Hi,
I have a slightly unusual use case where I'd like to be able to read from any Tap instance outside of the scope of a connected flow. I effectively want to utilise the tap/scheme machinery without the overhead of a full MR job. I can pretty much get this working like so (for Hadoop based taps - I have something similar for local taps):
Tap<JobConf, ?, ?> hadoopTap = (Tap<JobConf, ?, ?>) sourceTap;
JobConf conf = new JobConf();
FlowProcess<JobConf> flowProcess = new HadoopFlowProcess(conf);
hadoopTap.sourceConfInit(flowProcess, conf);
TupleEntryIterator tuples = hadoopTap.openForRead(flowProcess);
while (tuples.hasNext()) {
tuples.next();
}
This seems to work well for all Taps that I've tried except for the PartitionTap where I get some slightly different behaviour than if I were to connect up a tap to a sink with an HadoopFlowConnector. In my use case I have a number of 'hidden' metadata files with a '.' prefix that live in the base directory of the partitioned data. If I use a flow connector to read from the tap, these files are ignored - they are correctly discarded as candidates for partition paths. However, if I read from the Tap directly as described above the PartitionTap attempts to use these paths and fails like so:
org.apache.hadoop.mapred.InvalidInputException: Input path does not exist: file:/basePath/.hidden
at org.apache.hadoop.mapred.FileInputFormat.singleThreadedListStatus(FileInputFormat.java:285)
at org.apache.hadoop.mapred.FileInputFormat.listStatus(FileInputFormat.java:228)
at org.apache.hadoop.mapred.FileInputFormat.getSplits(FileInputFormat.java:304)
at cascading.tap.hadoop.io.MultiRecordReaderIterator.initialize(MultiRecordReaderIterator.java:102)
at cascading.tap.hadoop.io.MultiRecordReaderIterator.<init>(MultiRecordReaderIterator.java:80)
at cascading.tap.hadoop.io.HadoopTupleEntrySchemeIterator.makeIterator(HadoopTupleEntrySchemeIterator.java:57)
at cascading.tap.hadoop.io.HadoopTupleEntrySchemeIterator.<init>(HadoopTupleEntrySchemeIterator.java:44)
at cascading.tap.hadoop.PartitionTap.createTupleEntrySchemeIterator(PartitionTap.java:167)
at cascading.tap.hadoop.PartitionTap.createTupleEntrySchemeIterator(PartitionTap.java:72)
at cascading.tap.partition.BasePartitionTap$PartitionIterator.createPartitionEntryIterator(BasePartitionTap.java:88)

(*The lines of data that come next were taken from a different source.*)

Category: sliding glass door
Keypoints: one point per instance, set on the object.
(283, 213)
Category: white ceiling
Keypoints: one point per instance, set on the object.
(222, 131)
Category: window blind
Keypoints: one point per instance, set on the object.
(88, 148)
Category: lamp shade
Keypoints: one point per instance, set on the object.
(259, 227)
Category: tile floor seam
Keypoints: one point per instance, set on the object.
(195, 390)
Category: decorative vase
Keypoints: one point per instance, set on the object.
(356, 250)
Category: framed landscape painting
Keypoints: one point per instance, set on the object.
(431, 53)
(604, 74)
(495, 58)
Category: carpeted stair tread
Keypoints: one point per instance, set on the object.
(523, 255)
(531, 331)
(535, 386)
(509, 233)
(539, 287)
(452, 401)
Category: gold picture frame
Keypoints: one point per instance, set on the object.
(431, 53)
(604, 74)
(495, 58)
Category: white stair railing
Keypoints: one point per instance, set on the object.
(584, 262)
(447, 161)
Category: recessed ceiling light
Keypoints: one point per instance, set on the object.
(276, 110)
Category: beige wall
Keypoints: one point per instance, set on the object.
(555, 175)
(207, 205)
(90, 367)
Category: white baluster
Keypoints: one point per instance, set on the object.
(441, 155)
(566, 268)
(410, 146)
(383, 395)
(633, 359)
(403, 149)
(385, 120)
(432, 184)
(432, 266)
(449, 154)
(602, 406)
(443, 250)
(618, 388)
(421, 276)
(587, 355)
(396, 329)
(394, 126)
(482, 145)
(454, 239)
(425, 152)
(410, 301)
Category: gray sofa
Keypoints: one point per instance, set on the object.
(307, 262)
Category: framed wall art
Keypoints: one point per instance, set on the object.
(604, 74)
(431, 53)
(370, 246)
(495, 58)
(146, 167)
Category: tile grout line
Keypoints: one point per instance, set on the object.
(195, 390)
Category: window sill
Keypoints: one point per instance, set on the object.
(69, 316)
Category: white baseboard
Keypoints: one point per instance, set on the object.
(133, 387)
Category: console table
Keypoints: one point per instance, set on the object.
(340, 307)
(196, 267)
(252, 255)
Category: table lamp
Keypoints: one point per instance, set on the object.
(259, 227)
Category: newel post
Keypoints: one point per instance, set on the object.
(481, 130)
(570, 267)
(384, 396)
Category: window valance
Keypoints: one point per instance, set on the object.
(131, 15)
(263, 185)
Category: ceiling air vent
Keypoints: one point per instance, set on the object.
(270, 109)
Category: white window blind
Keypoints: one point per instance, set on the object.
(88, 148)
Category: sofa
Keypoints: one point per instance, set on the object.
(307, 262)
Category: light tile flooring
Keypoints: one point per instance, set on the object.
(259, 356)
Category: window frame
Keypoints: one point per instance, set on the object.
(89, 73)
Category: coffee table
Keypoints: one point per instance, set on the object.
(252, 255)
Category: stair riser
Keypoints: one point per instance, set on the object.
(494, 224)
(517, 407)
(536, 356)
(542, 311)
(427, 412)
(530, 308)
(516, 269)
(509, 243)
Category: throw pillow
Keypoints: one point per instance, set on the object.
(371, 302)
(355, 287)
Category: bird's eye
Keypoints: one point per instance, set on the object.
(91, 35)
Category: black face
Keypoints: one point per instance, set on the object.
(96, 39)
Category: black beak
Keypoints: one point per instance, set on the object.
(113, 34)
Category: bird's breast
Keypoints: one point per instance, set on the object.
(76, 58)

at cascading.tap.partition.BasePartitionTap$PartitionIterator.<init>(BasePartitionTap.java:80)
at cascading.tap.partition.BasePartitionTap.openForRead(BasePartitionTap.java:343)
at cascading.tap.Tap.openForRead(Tap.java:270)
I have a horrible workaround that involves subclassing the PartitionTap's parent tap type and overriding
Hfs#getChildIdentifiers(JobConf, int, boolean) and implementing a filter here that removes file constructs that are normally ignored by Hadoop (dot files, SUCCESS folders, _logs folders, etc.) However, this isn't workable for me in the long term because my use case demands that I may not ultimately have control over what Taps are passed into my method (within reason).
Can you suggest what extra steps I might need to take in my execution of the Tap mechanisms so that my PartitionTap read behaviour is consistent with that of invocation within a Hadoop job? I suspect that my problems arise from my use of Tap#openForRead(FlowProcess<Config>) instead of Tap#openForRead(FlowProcess<Config>, Input) but I'm uncertain as to how I can satisfy the input parameter in this instance.